Bebeto Matthews, Associated Press
NEW YORK — At 100, the New York Public Library's landmark Fifth Avenue building has nurtured generations of scholars and boasts treasures like a Gutenberg Bible and an early copy of the Declaration of Independence.
But while its stacks house millions of physical books, the library's push to embrace 21st century technology includes a new digital publication available as an iPad app.
"Books are important to us," library President Paul LeClerc said in an interview. "And online is important to us. And we're not abandoning either one."
The New York Public Library was founded at the close of the 19th century by merging libraries built by wealthy New Yorkers James Lenox and John Jacob Astor. The current library system comprises some 90 research libraries and branch libraries. Its collections total more than 50 million items, including more than 20 million books.
The flagship is the Stephen A. Schwarzman Building at Fifth Avenue and 42nd Street, which opened on May 23, 1911. Guarded by lions Patience and Fortitude, it is one of the city's most recognizable structures. A $50 million restoration undertaken to prepare for the centennial removed decades of grime from the gleaming marble faÇade.
The library operates with both public and private funds, and cutbacks in city funding may force neighborhood branch libraries to reduce their hours. The main library has benefited from many private donations, and facilities such as the Bill Blass Public Catalog Room bear the donors' names.
Birthday festivities over the weekend included tours of the normally off-limits stacks and the unveiling of Lego replicas of Patience and Fortitude. An overnight scavenger hunt Friday was partially inspired by "A Night at the Museum." Five hundred people spent the night at the library using a smartphone app to search for artifacts such as the cane found after Virginia Woolf drowned herself and the taxidermied paw of Charles Dickens' cat.

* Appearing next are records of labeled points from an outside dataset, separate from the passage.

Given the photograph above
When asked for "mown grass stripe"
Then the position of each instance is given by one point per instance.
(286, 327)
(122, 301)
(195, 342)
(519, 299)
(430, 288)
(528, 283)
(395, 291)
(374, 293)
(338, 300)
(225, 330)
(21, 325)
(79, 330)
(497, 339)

For the centennial gala Monday, LeClerc said lighting designers will make the library "more beautiful than any building in Paris at night."
A centennial exhibit runs through Dec. 31 and offers highlights of the collection like a copy of the Declaration of Independence handwritten by Thomas Jefferson and Malcolm X's journal. (Both men had excellent penmanship.)
Upstairs in the Rose Main Reading Room, about the size of a football field, the silence is broken by the buzz of laptops booting up. Visitors without a laptop can borrow one with a library card and use it in the Edna Barnes Salomon Room, watched over by portraits of notables including George Washington and John Milton.
Juxtapositions of old and new can be jarring. Though it welcomes computers, the reading room's walls are lined with pre-Internet reference works like the Readers' Guide to Periodical Literature. LeClerc said the library will keep the Readers' Guide, though all the information is available online.
The birthday bash is part of LeClerc's farewell tour; he is stepping down at the end of June after heading the library for 17½ years.
"The challenges of being at the library at this point were really fascinating," he said. "We rode the wave of the digital revolution like surfers."
The library created a website in 1995 and converted its printed catalog — 800 folio-sized volumes — into web-accessible formats. "The A's along take up 53 stout, big volumes," LeClerc said.
Since 2005, the NYPL Digital Gallery has made half a million images of objects in the library's holdings available for downloading. LeClerc noted that Yale University only put its library of digital images online this month.
And the NYPL was one of five original partners of Google Books, which puts snippets of books online or the entire book if the work is in the public domain.